Here’s how to run TICC on a single data series:

  1. Store your data in a NumPy array. Each data point is a single row. Each value within a data point is in its own column. Don’t include the timestamps – just the data values.

  2. Choose a number of clusters. This should be the number of behaviors you expect to find in your data, more or less.

  3. Choose a window size. This should be the smallest number of data points in a row that you believe will be enough to identify each behavior you want TICC to identify.

  4. Invoke TICC:

import fast_ticc
ticc_result = fast_ticc.ticc_labels(my_data,
                                    window_size,
                                    num_clusters)
  1. Cluster labels are in ticc_result.point_labels. This is a list of integers with the same length as the number of data points in your input. Note that if your window size is W, the first W/2 and last W-2 points will all be labeled -1, meaning “no label was computed for this point”. See the “Beginning and Ending Labels” section of the Quirks and Caveats page for an explanation of why this happens and what you can do about it.

Jointly Labeling Multiple Data Series

We also support labeling several data sets at the same time with a common set of labels. Each data series can have a different number of points but must have the same number of values at each data point.

  1. Store your data in NumPy arrays – one array for each data set. Each data point is a single row. Each value within a data point is in its own column.
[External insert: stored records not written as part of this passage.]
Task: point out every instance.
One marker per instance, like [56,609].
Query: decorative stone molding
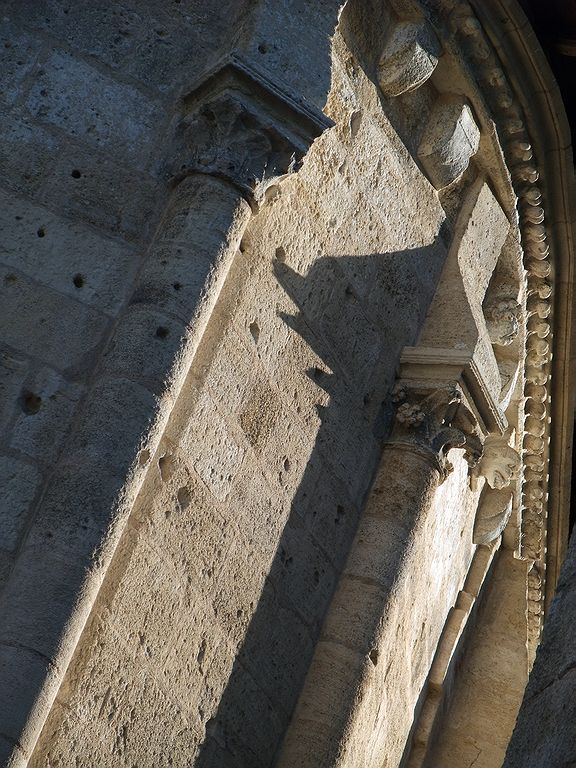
[239,126]
[460,23]
[499,465]
[434,421]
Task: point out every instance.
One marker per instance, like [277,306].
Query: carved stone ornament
[238,126]
[503,315]
[433,422]
[494,509]
[499,463]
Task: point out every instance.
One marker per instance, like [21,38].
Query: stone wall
[211,286]
[210,611]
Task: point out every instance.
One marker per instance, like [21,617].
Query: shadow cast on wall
[356,313]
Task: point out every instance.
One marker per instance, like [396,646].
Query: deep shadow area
[554,23]
[356,313]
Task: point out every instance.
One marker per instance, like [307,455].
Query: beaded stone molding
[466,32]
[408,60]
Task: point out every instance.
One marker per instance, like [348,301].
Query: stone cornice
[539,179]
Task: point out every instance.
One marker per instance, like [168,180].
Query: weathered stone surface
[208,286]
[19,486]
[449,142]
[409,58]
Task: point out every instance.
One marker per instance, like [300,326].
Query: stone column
[233,137]
[367,639]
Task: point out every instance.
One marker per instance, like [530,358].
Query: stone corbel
[499,466]
[239,126]
[432,421]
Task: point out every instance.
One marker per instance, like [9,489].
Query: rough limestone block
[48,325]
[231,374]
[188,528]
[409,57]
[39,607]
[330,514]
[211,449]
[302,573]
[94,108]
[114,423]
[145,346]
[78,507]
[110,196]
[27,152]
[274,656]
[368,559]
[450,140]
[47,404]
[69,257]
[13,371]
[174,278]
[24,671]
[345,623]
[19,483]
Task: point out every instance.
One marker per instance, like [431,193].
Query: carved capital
[503,315]
[239,126]
[433,422]
[499,463]
[494,509]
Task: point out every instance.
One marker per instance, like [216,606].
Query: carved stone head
[500,463]
[502,319]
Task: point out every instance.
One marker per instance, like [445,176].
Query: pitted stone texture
[409,58]
[118,118]
[19,482]
[85,266]
[450,141]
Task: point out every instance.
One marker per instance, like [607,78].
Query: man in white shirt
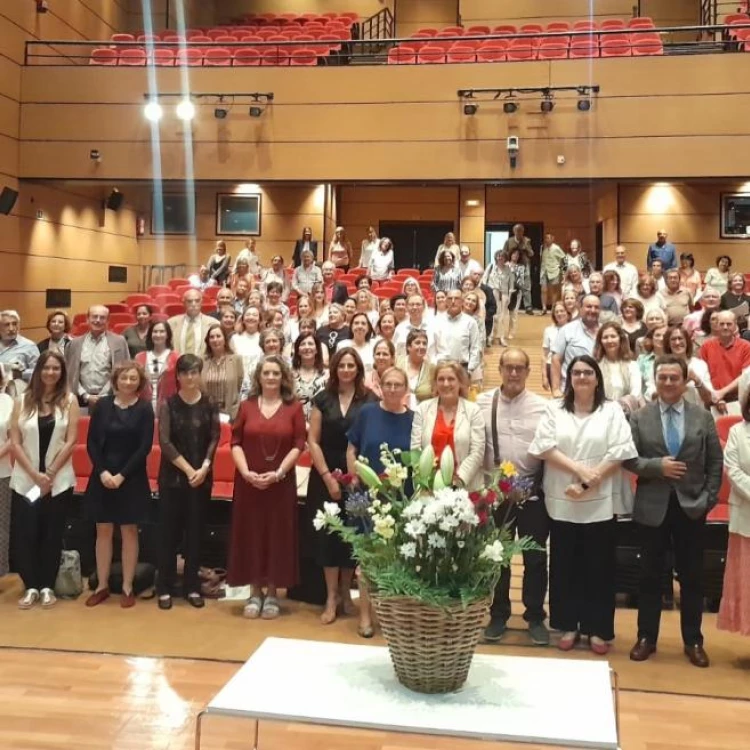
[627,272]
[574,338]
[511,415]
[416,320]
[466,264]
[457,335]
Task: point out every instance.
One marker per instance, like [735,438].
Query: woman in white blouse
[44,426]
[381,266]
[734,612]
[451,420]
[361,340]
[622,377]
[6,409]
[369,246]
[583,438]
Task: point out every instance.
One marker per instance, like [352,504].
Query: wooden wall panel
[398,123]
[689,212]
[362,205]
[494,12]
[284,211]
[568,211]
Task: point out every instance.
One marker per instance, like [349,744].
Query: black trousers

Don’t include the timestamps – just the data values.

  2. Make a list (my_data_arrays) containing all the data sets you want to label.

  3. Choose a number of clusters. This should be the number of behaviors you expect to find in your data, more or less.

  4. Choose a window size. This should be the smallest number of data points in a row that you believe will be enough to identify each behavior you want TICC to identify.

  5. Invoke TICC:

import fast_ticc
ticc_result = fast_ticc.ticc_joint_labels(my_data_arrays,
                                          window_size,
                                          num_clusters)
  1. Cluster labels are in ticc_result.point_labels. Unlike before, this is a list of lists. The value of ticc_result.point_labels[i] is a list of labels for the i th data series. As before, the first W/2 labels for each data series will be -1, as will the last W/2 labels. See the “Beginning and Ending Labels” section of the Quirks and Caveats page for an explanation of why this happens and what you can do about it.